Antipater I the Idumaean (113 or 114 BCE – 43 BCE) was the founder of the Herodian Dynasty and father of Herod the Great. According to Josephus, he was the son of Antipas and had formerly held that name.
A native of Idumaea, a region southeast of Judah in which the Edomites settled during the classical period, Antipater became a powerful official under the later Hasmonean kings and subsequently became a client of the Roman general Pompey the Great when Pompey conquered Judah in the name of Roman Republic.
When Julius Caesar defeated Pompey, Antipater rescued Caesar in Alexandria, and was made chief minister of Judea, as Judah became known to the Romans, with the right to collect taxes. It was Antipater's role as head of a detachment of Jewish soldiers in the relief army of Mithridates II of Pergamum, which lifted the siege of Alexandria in 47 BCE, that Antipater earned his advancements from Caesar, and eventually made his sons Phasaelus and Herod the governors of Jerusalem and Galilee, respectively. After the assassination of Caesar, Antipater was forced to side with Gaius Cassius Longinus against Mark Antony. The pro-Roman politics of Antipater led to his increasing unpopularity among the devout, non-Hellenised Jews.
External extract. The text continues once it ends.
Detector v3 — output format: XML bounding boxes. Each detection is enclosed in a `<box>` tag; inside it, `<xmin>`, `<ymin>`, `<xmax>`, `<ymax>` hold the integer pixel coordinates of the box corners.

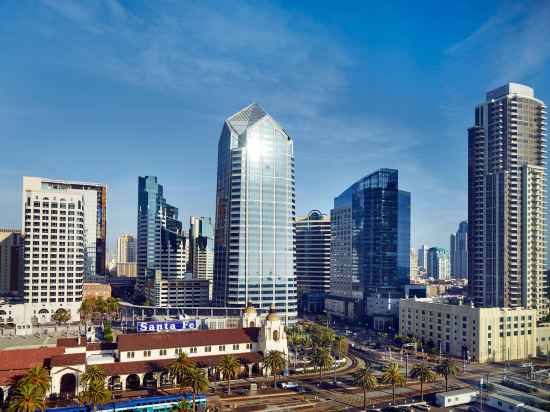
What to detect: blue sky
<box><xmin>0</xmin><ymin>0</ymin><xmax>550</xmax><ymax>253</ymax></box>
He died by poison.
The diplomacy and artful politics of Antipater, as well as his insinuation into the Hasmonean court, paved the way for the rise of his son Herod the Great, who used this position to marry the Hasmonean princess Mariamne, endear himself to Rome and become king of Judea under Roman influence.
Though historians understand that Antipater's family converted to Judaism in the second century BCE, different stories had circulated in the wake of his sons coming to power. They demonstrate the tensions that existed between the Jewish people and the powerful Edomites who appear at this time. Nicolaus of Damascus, the court historian for Herod, wrote that Herod's ancestors were among the historical elite in Jerusalem who had been taken by King Nebuchadnezzar into Babylonian captivity in the sixth century BCE.